We all need to build bridges and increase understanding across borders -- state borders. I am contacting relatives and friends from Ohio and listening but challenging misperceptions and misrepresentations of facts. We need to increase communication between red and blue areas to reach together for a better country and a more common understanding -- breaking through the Orwellian narrowcast self-determining realities.
PaulB (Cincinnati, Ohio)
When I read these kinds of profiles, I am always struck by people's unwillingness to support reforms that really would help them. Where is the outcry for, at a minimum, a public health care option based upon an expension of Medicare? Where is the cry to rein in capitalism's many flaws and excesses? On Social Security, where is the support for raising the cap on contributions that will sustain this program well into the future? Where is the support for investment in alternative energies that would employ people and also help stay the encroaching hand of climate change?
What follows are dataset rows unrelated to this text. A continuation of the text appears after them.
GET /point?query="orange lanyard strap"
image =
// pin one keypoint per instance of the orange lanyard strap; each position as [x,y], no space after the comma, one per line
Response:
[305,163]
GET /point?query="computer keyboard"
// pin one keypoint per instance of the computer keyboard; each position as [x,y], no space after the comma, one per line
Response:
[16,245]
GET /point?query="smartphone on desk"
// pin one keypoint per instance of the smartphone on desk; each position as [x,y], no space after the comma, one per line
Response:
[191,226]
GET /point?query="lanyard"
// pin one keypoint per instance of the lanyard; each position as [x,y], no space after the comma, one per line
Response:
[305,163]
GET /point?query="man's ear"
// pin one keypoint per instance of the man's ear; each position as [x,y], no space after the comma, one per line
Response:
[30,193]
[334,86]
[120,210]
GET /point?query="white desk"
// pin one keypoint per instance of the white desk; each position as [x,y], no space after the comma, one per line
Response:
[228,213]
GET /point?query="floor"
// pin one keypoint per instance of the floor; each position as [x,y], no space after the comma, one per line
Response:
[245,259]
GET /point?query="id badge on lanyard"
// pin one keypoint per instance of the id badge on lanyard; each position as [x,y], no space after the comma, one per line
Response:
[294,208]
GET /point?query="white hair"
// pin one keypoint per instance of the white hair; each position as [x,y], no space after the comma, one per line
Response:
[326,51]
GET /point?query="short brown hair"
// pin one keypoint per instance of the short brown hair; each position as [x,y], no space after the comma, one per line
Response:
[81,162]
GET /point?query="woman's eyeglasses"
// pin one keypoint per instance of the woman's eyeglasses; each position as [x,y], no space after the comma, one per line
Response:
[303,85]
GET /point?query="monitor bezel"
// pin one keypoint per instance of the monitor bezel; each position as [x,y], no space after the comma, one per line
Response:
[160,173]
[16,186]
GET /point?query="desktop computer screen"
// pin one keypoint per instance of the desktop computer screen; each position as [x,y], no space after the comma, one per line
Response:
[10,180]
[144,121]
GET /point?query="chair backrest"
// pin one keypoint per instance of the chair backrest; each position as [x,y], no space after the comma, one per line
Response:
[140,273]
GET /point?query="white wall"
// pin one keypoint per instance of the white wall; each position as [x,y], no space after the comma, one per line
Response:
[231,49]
These issues have been raised, by Sanders most recently. But he had limited appeal beyond a core of like-mind crusaders; the general population seemed not to notice or care about his ideas.

We -- or at least a large portion of the population -- strongly want change. But in reality, we seem to want only incremental change, not bold steps, and we seem hypnotized by a longing for some idyllic past. We are letting caution and political ennui stifle our can do spirit. Frankly, there is a lack of a national, American imagination, and it is keeping us captive to stasis and fear.
stephen (Los Angeles)
My reply to the "Creatures" supporters is this:

On some great and glorious day the "Plain" folks will reach their hearts desire at last , and the White House will be adorned by a downright moron"

H.L. Mencken!
tepafish (mn)
As a Minnesotan, I'd just like to say that the similarities between Ventura and Trump are superficial. As a big mouth, Ventura said cringe-worthy things, but he wasn't anti-press, he didn't threaten people's lives, he didn't sound like a fascist, and he was socially liberal. In governing he was a bit lost, but took a little out of Dems and a little out of Rep. handbooks - he wasn't that bad.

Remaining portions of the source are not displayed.